'Drug driving': Arrests at funeral of man with bikie links
WHAT WE KNOW:
- Police say six people who attended the funeral were charged with drug driving before and after the service
- Police say no Black Uhlan M.C. members -- the group involved -- will be charged under Queensland's anti-bikie VLAD laws
- Taskforce Maxima -- the QPS unit -- sent two of officers to assist Gladstone police
- It was a funeral for James John Gurney Henzell, who took his own life
- Weeks before his death, he described how he wanted to be farewelled by his 'brothers', wearing their 'colours'
The Commander of Taskforce Maxima has confirmed no Black Uhlan M.C. members will be charged under Queensland's anti-bikie VLAD laws.
Detective Superintendent Michael Niland said Friday's funeral procession did not contravene VLAD laws.
"At most of these funerals the procession is being led by two outlaw motorcycle gang members in colours and this was the case [on Friday]," Det Niland said.
Having assisted regional police in around eight funeral processions involving outlaw bikies across the state and similar to the one held by the Black Uhlans M.C.'s on Friday, Det Niland said funerals were "tricky" for police.
"We try to protect the sanctity of the occasion and try to give as much leeway as we can," he said.

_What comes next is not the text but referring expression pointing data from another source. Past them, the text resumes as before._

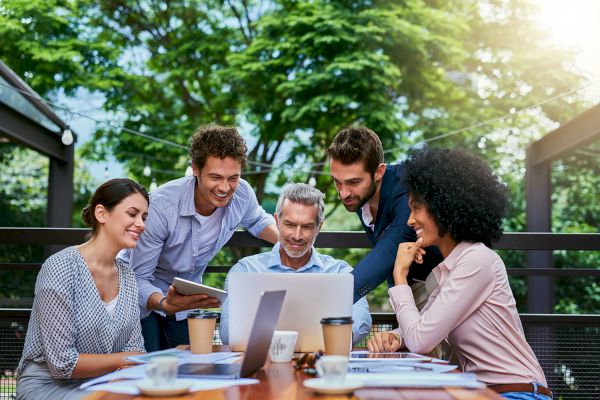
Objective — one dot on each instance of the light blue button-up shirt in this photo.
(271, 262)
(173, 235)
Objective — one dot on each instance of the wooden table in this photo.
(282, 381)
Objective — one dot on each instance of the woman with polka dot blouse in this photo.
(85, 318)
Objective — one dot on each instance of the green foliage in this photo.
(23, 188)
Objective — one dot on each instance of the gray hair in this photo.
(303, 194)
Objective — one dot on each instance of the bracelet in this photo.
(160, 305)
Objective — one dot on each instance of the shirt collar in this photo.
(274, 260)
(188, 207)
(450, 261)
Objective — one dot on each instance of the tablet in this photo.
(183, 286)
(366, 356)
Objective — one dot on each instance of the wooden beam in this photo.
(572, 135)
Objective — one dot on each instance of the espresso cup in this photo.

Taskforce Maxima confirmed they sent two road traffic police to assist Gladstone police officers.
"We don't believe it was [an] excessive [show of force]," Det Niland said.

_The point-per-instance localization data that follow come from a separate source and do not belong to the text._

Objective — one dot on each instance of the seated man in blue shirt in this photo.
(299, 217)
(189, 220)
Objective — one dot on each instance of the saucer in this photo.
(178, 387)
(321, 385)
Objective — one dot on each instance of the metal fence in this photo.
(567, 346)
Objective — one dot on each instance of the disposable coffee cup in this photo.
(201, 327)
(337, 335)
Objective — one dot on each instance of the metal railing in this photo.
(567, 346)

"We only sent two members of Maxima at the time and as a result six offenders were caught drug driving.
"Six offenders were arrested for drug driving prior to and post the funeral," he said.

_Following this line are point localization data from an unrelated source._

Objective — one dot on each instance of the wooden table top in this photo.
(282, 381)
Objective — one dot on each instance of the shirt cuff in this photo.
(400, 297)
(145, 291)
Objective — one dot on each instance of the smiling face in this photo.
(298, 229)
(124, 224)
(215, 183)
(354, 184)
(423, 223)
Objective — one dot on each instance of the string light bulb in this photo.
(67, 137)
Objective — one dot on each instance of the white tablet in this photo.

Det Niland said police had intelligence before the procession took place and had made contact with the "persons responsible for conducting the procession on the day".
Acting under the strict VLAD laws introduced by the Newman government, up to 30 police officers altogether blocked roads around the parklands, conducted roadside drug tests and watched on during the funeral service.